Lia drops the photograph and leans down to me, the scent of her skin irritatingly familiar. I quash the sense of peace it triggers and try to remember that it’s betrayal I’m smelling.

 

“Good. Now forget Katherine. Remember the first time you told me a secret, back when we were prisoners together? Do you remember how good it felt to finally be able to trust someone else in that terrible lab?”

 

Instead, I remember when Elena hugged me after I had to kill Rose. I let myself sink into what it was like to be cared for, to have my feelings matter to someone besides myself.

 

“Yes,” I say quietly. “I remember.”

 

It is Elena I trust. Not the woman who strapped me to this chair.

 

“Focus on my eyes,” Lia orders, and I do, because I have to. “I’m here to help you,” she reminds me. “The Augustines are making me hold you here but I’m going to make sure they set you free to live your life. That’s what you want, isn’t it?”

 

“What about you?” I ask, and uncertainty softens the words a little. She’s a liar, so why do I care if I have to leave her behind?

 

“What about me?” she counters softly.

 

“I can’t leave you here,” I say, because I know that’s what she wants me to say. “We’re friends.

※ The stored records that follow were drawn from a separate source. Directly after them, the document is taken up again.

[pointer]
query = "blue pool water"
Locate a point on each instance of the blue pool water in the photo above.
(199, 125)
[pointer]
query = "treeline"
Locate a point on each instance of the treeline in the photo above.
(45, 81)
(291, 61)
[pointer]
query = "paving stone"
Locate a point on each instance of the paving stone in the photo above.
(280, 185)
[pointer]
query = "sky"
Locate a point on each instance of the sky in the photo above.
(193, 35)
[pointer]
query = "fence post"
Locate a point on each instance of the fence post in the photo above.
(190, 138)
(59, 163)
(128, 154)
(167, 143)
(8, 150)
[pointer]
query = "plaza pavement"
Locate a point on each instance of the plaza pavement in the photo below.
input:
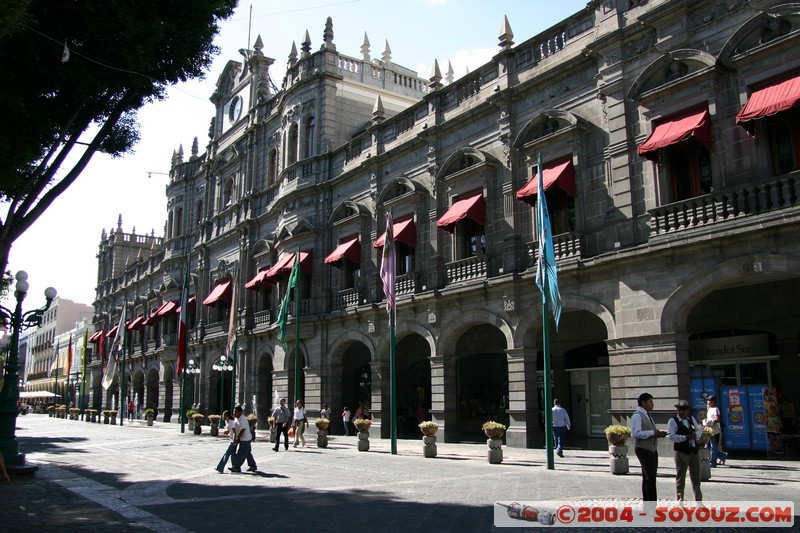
(135, 478)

You’d be safer with me.”

 

“I’m safe with the Augustines,” she says with a smile, stroking my fingers. “You could stay here with me. Would you like that better?”

 

My mind races, because I’m not sure exactly what they expect from me at this point. Lia knows me too damn well. If I act too spineless, she’ll know I’m pulling one over on them.

 

I manage a drugged-looking smirk. “Only if they dig me up a hot tub and some decent liquor. And put a ban on that Enya shit you’re piping into the yoga room next door.”

 

She laughs. “I’ll see what I can do. Okay, have a look at this next series of pictures.”

 

I blink and force myself to relax, but my plans are running like a mantra through my head, because I know at any moment I’ll start to forget again. I have to fool them long enough to lull their suspicion. I have to get the keys to my cell and get out of here, I have to find Stefan and Elena. I have to get away from Lia. Or kill her.

 

I almost frown and then catch myself. Wait, which is the right plan? Was I going to kill her or leave her here? Was I going to take her with me so I could…so I could do what? Does Stefan want to talk to her?

 

Anger flashes through me. Screw Stefan. He’d never understand the friendship I have with Lia. He was so surprised when Ric and I started hanging out, like it was unbelievable that someone would want to be my friend.

 

Stefan doesn’t need me. He’ll be fine. He was getting better with controlling his bloodlust anyway.

 

When I leave here, Lia and I will just…wait, where was I going to take her? Does she know when we’re leaving? No, I don’t think I’ve told her yet. Because I need to escape and she wouldn’t like that. But I have to do it for Elena. Forget Stefan, Elena will still want to see me.

 

Except I’ve been gone for days. What if she’s written me off, moved on already? Maybe she and Stefan will have bonded over trying to find me, the way she and I once grew closer together over a long summer of searching for my brother.